Asynchronous code can be decoupled using just by keeping a single constraint in mind: bar happens in a completely process at a later time, and thus needs to be told or discover that foo happened.

This sounds a little general or mysterious, but it has a simple solution in practice. In practice, the most simple solution is for foo to make a durable record of itself, that bar will discover at a later time:

def foo
  puts "0"
  FooRecord.create!()
end

# style 1: "reactive"-code receives messages in a real-time
# evented/streaming fashion.  Assume you had some server that
# would receive and then respond to messages POSTed from `foo`
def bar
  receieve_messsage do |foo|
    puts "1"
  end
end


# style 2: "log"-style code handles log entries indefinitely later
# after they were written
# Assume you had some async job that would fire up every once in a while
# and read off the log of what had previously been written.
def bar
  FooRecord.each do |foo|
    puts "1"
  end
end

Note that you can do either style with an external framework to further decouple bar from how bar is triggered:

def foo
  puts "0"
  FooRecord.create!()
end

def bar
  puts "1"
end

def baz
  FooRecord.each do |foo|
    bar()
  end
end

You'll notice that in the async case, it's not that there's no coupling between foo and bar, but rather than foo knowing to cause bar, bar operates on its own and either waits for evidence that foo occured, or periodically looks up evidence about whether foo has occurred. Across process boundaries, you do seem to need these bits of communication/coordination, otherwise with no coordination then it's impossible for foo to cause bar directly or indirectly.

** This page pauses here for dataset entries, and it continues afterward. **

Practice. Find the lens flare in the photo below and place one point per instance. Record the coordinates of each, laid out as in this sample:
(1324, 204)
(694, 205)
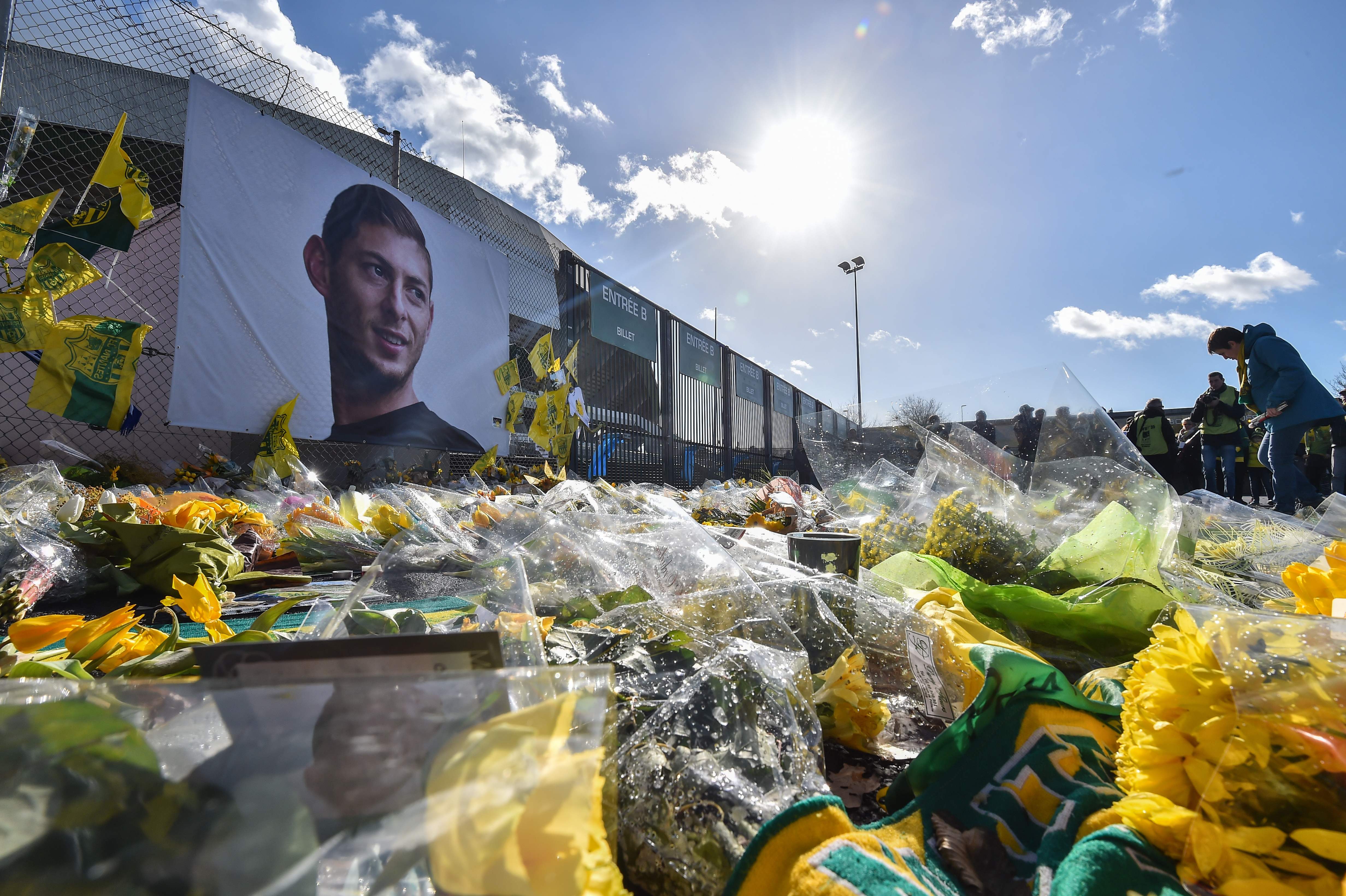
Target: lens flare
(804, 173)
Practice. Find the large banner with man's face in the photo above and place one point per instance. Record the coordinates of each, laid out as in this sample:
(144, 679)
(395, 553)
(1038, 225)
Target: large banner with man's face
(302, 275)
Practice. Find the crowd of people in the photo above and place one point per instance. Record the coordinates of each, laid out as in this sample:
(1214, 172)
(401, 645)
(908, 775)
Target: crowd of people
(1278, 439)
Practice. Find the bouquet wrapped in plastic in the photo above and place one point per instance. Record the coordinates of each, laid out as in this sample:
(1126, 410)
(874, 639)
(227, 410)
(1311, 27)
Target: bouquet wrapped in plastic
(484, 782)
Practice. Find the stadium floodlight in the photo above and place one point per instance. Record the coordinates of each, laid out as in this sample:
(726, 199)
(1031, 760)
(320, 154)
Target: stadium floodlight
(854, 267)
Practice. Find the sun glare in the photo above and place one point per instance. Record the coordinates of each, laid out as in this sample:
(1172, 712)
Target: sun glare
(804, 173)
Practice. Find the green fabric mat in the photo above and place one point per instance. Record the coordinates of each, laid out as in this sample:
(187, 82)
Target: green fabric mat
(297, 617)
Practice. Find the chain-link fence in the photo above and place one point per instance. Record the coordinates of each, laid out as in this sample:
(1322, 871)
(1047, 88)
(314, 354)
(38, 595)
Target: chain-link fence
(81, 64)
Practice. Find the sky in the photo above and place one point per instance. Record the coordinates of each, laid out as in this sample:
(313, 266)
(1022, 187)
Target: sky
(1077, 182)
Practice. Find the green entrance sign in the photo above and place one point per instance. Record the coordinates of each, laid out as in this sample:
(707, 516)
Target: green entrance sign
(748, 381)
(621, 318)
(699, 357)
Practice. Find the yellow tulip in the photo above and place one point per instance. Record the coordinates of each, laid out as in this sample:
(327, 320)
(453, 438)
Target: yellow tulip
(1316, 590)
(388, 521)
(139, 645)
(1336, 555)
(31, 636)
(188, 514)
(95, 629)
(198, 600)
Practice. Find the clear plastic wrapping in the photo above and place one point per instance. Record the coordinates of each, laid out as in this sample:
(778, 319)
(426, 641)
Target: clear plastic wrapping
(484, 782)
(736, 746)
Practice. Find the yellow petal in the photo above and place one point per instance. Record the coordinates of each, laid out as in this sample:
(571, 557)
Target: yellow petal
(1255, 840)
(198, 600)
(140, 645)
(95, 629)
(1256, 887)
(31, 636)
(1329, 844)
(1208, 845)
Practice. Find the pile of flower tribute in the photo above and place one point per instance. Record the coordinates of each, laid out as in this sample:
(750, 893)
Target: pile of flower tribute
(678, 692)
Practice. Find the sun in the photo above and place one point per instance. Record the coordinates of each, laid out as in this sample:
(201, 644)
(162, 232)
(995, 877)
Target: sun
(804, 173)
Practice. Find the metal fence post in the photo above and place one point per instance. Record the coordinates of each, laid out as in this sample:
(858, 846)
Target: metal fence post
(768, 409)
(727, 412)
(668, 379)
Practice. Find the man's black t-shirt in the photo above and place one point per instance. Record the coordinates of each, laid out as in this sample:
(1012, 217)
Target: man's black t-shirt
(415, 426)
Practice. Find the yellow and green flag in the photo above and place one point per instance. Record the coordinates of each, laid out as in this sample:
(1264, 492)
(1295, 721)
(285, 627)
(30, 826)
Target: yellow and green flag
(88, 369)
(56, 271)
(278, 447)
(25, 321)
(96, 228)
(562, 444)
(543, 358)
(485, 462)
(513, 408)
(118, 171)
(572, 361)
(507, 376)
(21, 221)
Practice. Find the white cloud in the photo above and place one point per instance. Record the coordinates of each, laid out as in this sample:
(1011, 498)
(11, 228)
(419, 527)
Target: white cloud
(1264, 275)
(1094, 54)
(885, 340)
(1126, 331)
(702, 186)
(275, 33)
(457, 111)
(1157, 23)
(547, 76)
(998, 26)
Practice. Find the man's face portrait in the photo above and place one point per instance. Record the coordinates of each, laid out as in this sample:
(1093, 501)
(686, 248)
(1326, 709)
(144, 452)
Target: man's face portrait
(377, 291)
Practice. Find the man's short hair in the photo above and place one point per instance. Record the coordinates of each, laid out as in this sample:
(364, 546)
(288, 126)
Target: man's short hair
(1221, 337)
(367, 204)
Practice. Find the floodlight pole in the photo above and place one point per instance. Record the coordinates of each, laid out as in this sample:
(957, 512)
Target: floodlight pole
(852, 268)
(859, 402)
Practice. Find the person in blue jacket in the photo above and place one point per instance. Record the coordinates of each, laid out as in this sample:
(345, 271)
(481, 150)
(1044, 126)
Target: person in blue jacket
(1274, 380)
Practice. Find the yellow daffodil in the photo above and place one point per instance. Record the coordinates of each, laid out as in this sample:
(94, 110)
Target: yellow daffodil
(193, 514)
(95, 629)
(516, 810)
(847, 707)
(36, 633)
(142, 644)
(388, 521)
(201, 605)
(302, 517)
(1200, 771)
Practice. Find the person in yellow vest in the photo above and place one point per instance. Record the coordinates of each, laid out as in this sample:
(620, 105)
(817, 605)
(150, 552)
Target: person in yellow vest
(1154, 435)
(1318, 443)
(1259, 475)
(1219, 412)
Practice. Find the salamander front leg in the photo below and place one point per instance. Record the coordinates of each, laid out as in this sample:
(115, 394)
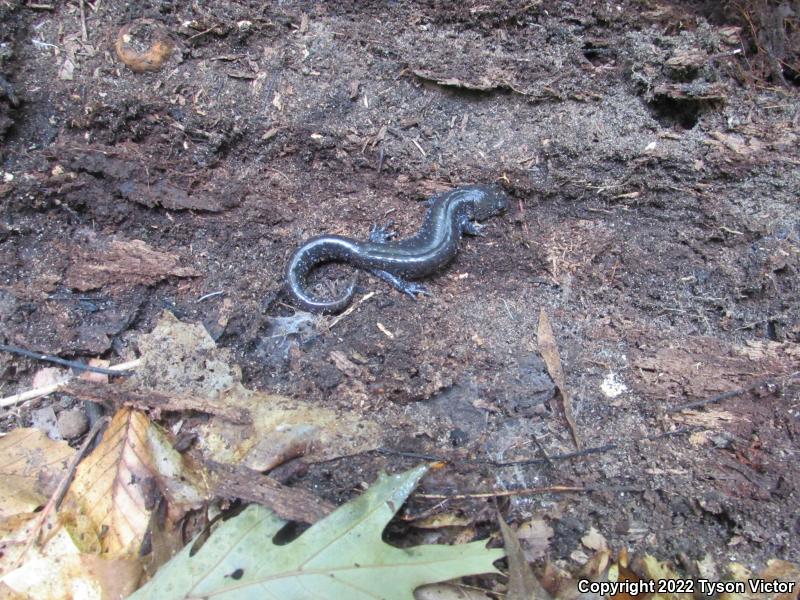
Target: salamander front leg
(470, 227)
(407, 287)
(381, 234)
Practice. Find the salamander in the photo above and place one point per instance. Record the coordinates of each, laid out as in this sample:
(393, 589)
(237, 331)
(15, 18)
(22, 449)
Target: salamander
(450, 215)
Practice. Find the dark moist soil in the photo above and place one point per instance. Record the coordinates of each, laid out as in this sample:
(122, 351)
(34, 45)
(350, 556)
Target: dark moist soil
(653, 171)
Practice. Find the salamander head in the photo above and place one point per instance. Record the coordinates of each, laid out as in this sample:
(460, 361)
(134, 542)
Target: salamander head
(490, 200)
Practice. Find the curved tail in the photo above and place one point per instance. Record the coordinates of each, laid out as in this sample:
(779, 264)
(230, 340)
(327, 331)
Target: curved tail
(315, 252)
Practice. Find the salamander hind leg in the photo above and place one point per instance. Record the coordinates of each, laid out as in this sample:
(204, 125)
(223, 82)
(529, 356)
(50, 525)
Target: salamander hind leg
(407, 287)
(471, 227)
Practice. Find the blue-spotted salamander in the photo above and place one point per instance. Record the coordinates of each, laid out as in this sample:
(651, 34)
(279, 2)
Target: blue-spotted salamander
(450, 215)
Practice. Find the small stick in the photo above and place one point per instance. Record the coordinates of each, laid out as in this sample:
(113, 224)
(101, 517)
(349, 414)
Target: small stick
(730, 394)
(351, 309)
(557, 489)
(46, 390)
(63, 362)
(84, 32)
(58, 495)
(211, 295)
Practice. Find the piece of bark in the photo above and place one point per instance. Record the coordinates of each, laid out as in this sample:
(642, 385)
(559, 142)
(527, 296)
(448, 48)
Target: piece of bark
(152, 400)
(124, 263)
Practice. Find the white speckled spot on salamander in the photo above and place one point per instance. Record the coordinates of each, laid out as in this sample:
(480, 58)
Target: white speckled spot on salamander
(436, 243)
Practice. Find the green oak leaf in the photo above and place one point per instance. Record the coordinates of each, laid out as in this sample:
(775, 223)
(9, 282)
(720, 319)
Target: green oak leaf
(342, 556)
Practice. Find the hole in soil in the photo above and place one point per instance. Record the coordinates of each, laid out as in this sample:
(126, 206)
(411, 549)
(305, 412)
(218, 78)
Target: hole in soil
(598, 53)
(677, 112)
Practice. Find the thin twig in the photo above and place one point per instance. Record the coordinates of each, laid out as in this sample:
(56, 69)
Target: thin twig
(61, 361)
(553, 489)
(46, 390)
(351, 309)
(211, 295)
(84, 32)
(550, 459)
(730, 394)
(58, 495)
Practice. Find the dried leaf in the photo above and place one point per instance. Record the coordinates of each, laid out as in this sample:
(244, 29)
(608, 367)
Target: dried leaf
(594, 540)
(522, 583)
(443, 591)
(339, 555)
(61, 569)
(113, 486)
(32, 468)
(551, 356)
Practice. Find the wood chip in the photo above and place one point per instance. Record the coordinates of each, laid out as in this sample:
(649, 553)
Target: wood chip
(549, 351)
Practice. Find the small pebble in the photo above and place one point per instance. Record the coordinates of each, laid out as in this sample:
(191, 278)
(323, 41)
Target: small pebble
(72, 423)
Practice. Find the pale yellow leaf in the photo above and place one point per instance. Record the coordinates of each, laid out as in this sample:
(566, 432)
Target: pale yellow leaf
(112, 485)
(30, 469)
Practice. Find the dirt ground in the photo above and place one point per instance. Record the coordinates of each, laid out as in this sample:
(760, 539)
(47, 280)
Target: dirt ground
(651, 153)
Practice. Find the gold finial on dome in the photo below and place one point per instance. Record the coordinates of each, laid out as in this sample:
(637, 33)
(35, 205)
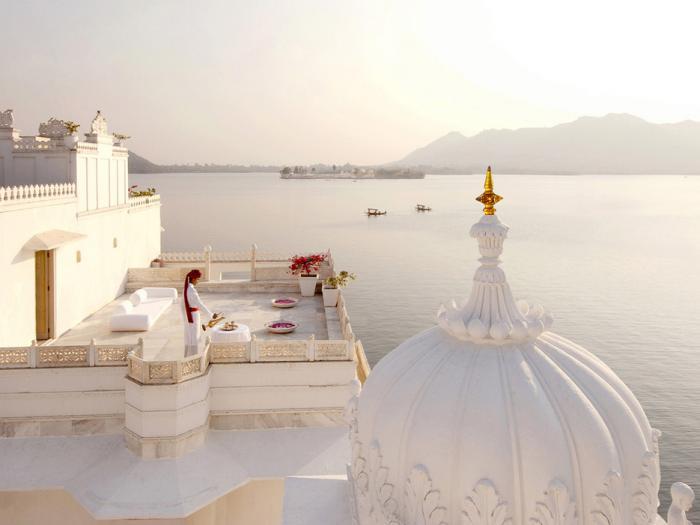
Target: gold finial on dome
(489, 198)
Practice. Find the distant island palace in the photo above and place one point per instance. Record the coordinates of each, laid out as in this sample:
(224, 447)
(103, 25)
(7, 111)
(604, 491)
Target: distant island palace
(487, 418)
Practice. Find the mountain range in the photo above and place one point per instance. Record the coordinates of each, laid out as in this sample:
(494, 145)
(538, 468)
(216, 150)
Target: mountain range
(615, 143)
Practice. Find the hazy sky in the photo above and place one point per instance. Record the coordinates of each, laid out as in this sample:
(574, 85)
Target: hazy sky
(336, 81)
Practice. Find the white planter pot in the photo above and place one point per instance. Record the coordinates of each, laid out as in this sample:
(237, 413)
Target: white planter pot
(70, 141)
(330, 296)
(307, 285)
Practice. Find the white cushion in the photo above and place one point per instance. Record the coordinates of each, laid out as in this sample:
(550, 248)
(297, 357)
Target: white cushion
(124, 307)
(138, 296)
(161, 293)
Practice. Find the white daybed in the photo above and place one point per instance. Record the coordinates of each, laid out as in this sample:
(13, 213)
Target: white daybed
(143, 308)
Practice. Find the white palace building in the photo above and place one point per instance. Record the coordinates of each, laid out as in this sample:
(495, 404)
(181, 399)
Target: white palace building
(487, 418)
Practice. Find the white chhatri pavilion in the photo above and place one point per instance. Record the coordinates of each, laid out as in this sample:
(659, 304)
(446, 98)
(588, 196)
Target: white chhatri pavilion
(492, 419)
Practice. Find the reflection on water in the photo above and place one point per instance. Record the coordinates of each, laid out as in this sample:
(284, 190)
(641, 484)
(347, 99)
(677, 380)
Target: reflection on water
(615, 259)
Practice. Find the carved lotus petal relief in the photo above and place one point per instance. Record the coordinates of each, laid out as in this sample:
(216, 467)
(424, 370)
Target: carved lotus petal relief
(608, 502)
(484, 506)
(557, 508)
(422, 501)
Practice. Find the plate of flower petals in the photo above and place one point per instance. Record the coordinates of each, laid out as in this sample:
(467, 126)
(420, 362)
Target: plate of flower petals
(281, 327)
(285, 302)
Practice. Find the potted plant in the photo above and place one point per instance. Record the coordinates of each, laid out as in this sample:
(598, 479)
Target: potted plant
(332, 285)
(71, 139)
(120, 138)
(306, 268)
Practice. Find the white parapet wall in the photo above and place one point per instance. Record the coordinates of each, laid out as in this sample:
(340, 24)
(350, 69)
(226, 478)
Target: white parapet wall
(68, 201)
(89, 271)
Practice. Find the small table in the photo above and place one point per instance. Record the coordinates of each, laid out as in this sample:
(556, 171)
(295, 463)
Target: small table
(239, 335)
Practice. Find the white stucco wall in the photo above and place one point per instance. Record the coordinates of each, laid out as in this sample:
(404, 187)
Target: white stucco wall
(80, 287)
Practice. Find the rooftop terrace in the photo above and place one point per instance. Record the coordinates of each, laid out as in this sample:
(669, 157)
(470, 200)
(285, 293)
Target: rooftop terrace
(165, 340)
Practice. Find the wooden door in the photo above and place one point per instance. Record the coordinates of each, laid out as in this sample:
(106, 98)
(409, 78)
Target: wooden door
(44, 294)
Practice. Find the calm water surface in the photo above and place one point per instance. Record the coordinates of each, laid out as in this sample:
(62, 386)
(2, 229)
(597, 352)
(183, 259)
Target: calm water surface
(614, 258)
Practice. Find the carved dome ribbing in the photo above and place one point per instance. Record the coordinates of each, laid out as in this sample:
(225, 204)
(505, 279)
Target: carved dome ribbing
(490, 427)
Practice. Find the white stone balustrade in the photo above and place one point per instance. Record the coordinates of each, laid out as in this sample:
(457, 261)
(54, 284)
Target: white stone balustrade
(145, 200)
(256, 351)
(36, 192)
(36, 143)
(67, 356)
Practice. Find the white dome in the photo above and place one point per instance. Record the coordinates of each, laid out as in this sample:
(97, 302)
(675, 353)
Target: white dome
(474, 425)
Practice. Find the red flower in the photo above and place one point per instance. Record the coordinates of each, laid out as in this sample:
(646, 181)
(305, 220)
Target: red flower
(306, 264)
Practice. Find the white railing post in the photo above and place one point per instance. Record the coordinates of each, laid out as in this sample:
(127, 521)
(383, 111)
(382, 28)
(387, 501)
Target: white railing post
(311, 348)
(254, 349)
(92, 352)
(207, 262)
(33, 352)
(253, 255)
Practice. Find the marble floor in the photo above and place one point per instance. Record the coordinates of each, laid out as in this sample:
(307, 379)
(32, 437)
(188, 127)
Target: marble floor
(165, 340)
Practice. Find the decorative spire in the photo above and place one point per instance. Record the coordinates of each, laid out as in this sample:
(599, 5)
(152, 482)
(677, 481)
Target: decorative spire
(489, 198)
(491, 314)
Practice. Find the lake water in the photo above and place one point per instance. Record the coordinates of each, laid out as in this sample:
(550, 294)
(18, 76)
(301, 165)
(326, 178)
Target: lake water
(614, 258)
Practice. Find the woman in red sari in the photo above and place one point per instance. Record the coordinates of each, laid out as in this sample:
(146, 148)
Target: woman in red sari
(192, 310)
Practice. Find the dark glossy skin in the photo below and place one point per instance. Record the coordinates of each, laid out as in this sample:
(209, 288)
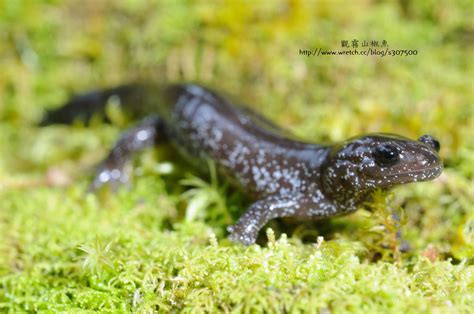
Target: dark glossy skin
(284, 176)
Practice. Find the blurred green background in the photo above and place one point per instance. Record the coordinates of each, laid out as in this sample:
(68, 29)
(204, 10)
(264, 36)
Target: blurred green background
(153, 247)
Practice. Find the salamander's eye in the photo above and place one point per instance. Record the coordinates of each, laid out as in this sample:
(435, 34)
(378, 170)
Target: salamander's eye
(386, 155)
(431, 141)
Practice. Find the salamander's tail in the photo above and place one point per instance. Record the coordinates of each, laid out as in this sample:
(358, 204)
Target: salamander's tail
(83, 107)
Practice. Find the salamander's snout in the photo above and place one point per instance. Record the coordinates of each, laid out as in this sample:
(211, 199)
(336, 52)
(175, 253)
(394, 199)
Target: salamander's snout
(430, 141)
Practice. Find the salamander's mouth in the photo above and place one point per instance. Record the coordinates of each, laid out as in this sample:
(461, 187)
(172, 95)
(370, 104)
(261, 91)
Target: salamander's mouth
(416, 175)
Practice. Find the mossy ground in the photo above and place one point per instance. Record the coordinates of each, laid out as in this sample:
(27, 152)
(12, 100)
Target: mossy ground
(157, 247)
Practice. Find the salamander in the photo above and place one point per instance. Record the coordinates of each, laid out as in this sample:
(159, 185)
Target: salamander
(283, 175)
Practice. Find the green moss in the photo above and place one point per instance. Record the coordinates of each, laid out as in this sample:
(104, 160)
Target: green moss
(160, 245)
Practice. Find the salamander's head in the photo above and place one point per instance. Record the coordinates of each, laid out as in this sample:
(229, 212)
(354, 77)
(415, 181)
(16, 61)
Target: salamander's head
(381, 161)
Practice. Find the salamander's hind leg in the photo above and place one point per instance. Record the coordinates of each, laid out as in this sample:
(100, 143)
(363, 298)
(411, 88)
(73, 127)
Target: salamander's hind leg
(111, 171)
(259, 213)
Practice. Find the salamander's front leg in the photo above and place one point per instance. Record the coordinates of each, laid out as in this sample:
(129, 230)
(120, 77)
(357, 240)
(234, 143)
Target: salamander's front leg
(258, 214)
(111, 170)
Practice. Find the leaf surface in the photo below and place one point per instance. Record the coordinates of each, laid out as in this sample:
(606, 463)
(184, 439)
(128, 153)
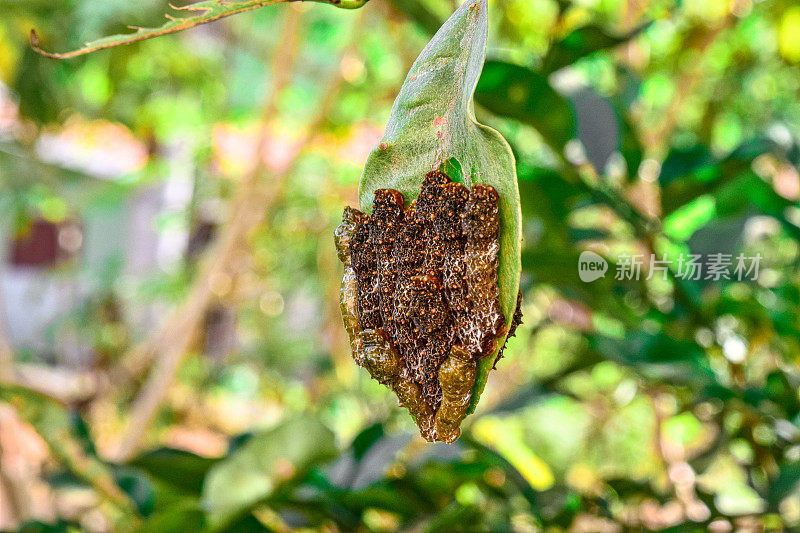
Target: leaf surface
(432, 121)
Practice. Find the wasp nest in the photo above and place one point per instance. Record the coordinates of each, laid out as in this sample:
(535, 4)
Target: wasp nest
(420, 298)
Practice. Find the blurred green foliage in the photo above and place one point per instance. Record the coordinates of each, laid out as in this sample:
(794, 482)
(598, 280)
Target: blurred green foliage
(657, 404)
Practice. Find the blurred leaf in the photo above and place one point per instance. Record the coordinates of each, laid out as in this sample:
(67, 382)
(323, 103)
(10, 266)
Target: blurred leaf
(137, 487)
(523, 94)
(267, 460)
(366, 439)
(505, 436)
(200, 13)
(659, 356)
(417, 11)
(580, 43)
(456, 518)
(785, 484)
(181, 469)
(185, 516)
(56, 426)
(431, 122)
(61, 526)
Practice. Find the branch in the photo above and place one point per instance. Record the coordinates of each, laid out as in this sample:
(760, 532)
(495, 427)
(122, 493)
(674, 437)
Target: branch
(203, 13)
(251, 206)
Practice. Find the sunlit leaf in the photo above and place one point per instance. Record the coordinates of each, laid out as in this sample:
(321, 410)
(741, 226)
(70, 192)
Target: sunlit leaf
(56, 427)
(432, 121)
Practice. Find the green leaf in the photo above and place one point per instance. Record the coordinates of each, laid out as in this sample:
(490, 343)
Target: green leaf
(267, 460)
(185, 516)
(580, 43)
(56, 427)
(199, 13)
(523, 94)
(432, 121)
(178, 468)
(420, 13)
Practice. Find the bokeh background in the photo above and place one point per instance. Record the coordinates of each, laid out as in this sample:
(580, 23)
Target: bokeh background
(171, 350)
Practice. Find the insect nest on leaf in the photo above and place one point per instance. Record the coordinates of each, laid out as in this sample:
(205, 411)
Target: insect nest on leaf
(420, 298)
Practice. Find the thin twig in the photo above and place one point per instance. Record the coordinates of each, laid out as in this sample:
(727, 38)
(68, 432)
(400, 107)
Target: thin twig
(252, 207)
(209, 11)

In a certain sense, asynchronous decoupling looks quite similar to synchronous decoupling, when the decoupling is done through inversion of control in both cases. In both sync decoupled and async decoupled, some other party/framework handles linking foo and bar, without them being hard-coded to cause each other. In the asynchronous case, additional machinery (the durable log entry) is required to reliably coordinate across processes, time and machines--the DB or disk storing the log serves as the coordinator between two otherwise completely separate processes.

It's possible to make logs in a variety of different ways, from very specific SQL-table-as-log entry, to generic log platform, etc., but fundamentally they're all just using storage to durably communicate/ coordination across time and process boundaries.

Asynchronous vs. synchronous

So if you can decouple both synchronous and asynchronous code, what's the difference between synchronous and asynchronous? For better or worse:

  • Asynchronous

    • More general; it can cover both synchronous and asynchronous use cases
    • Albeit at a higher machinery cost (although this machinery can largely be written once and reused--it just consists of writing a log entry, and iterating through log entries)
    • Perhaps more naturally resilient in a large distributed system since cross-process communication will naturally want to be durable and restart-proof
  • Synchronous

    • More simple and default by far
    • Less machinery
    • Potentially more vulnerable to crashes if it's not constantly storing state and recovering from crashes

Finally, perhaps the most central difference is literally that some code cannot be written synchronously/"proactively", it must be written asynchronously/reactively, e.g. a server waiting to receive messages, because the reaction effects cannot occur straightforwardly in the same call stack as the caller.

In whatever these required cases may be, then clearly one would have to switch over to writing the best async code one could. In other cases perhaps then the safer default would be to stick with synchronous code, unless for example one was in a programming environment that was default/pervasively async and concurrent--Go and Erlang certainly are built for first-class idiomatic usage of concurrent CSP as the standard programming paradigm. Ruby of course is not.

The cases above should broadly cover the landscape of common possibilities, so hopefuly this makes the decision matrix a little simpler moving forward.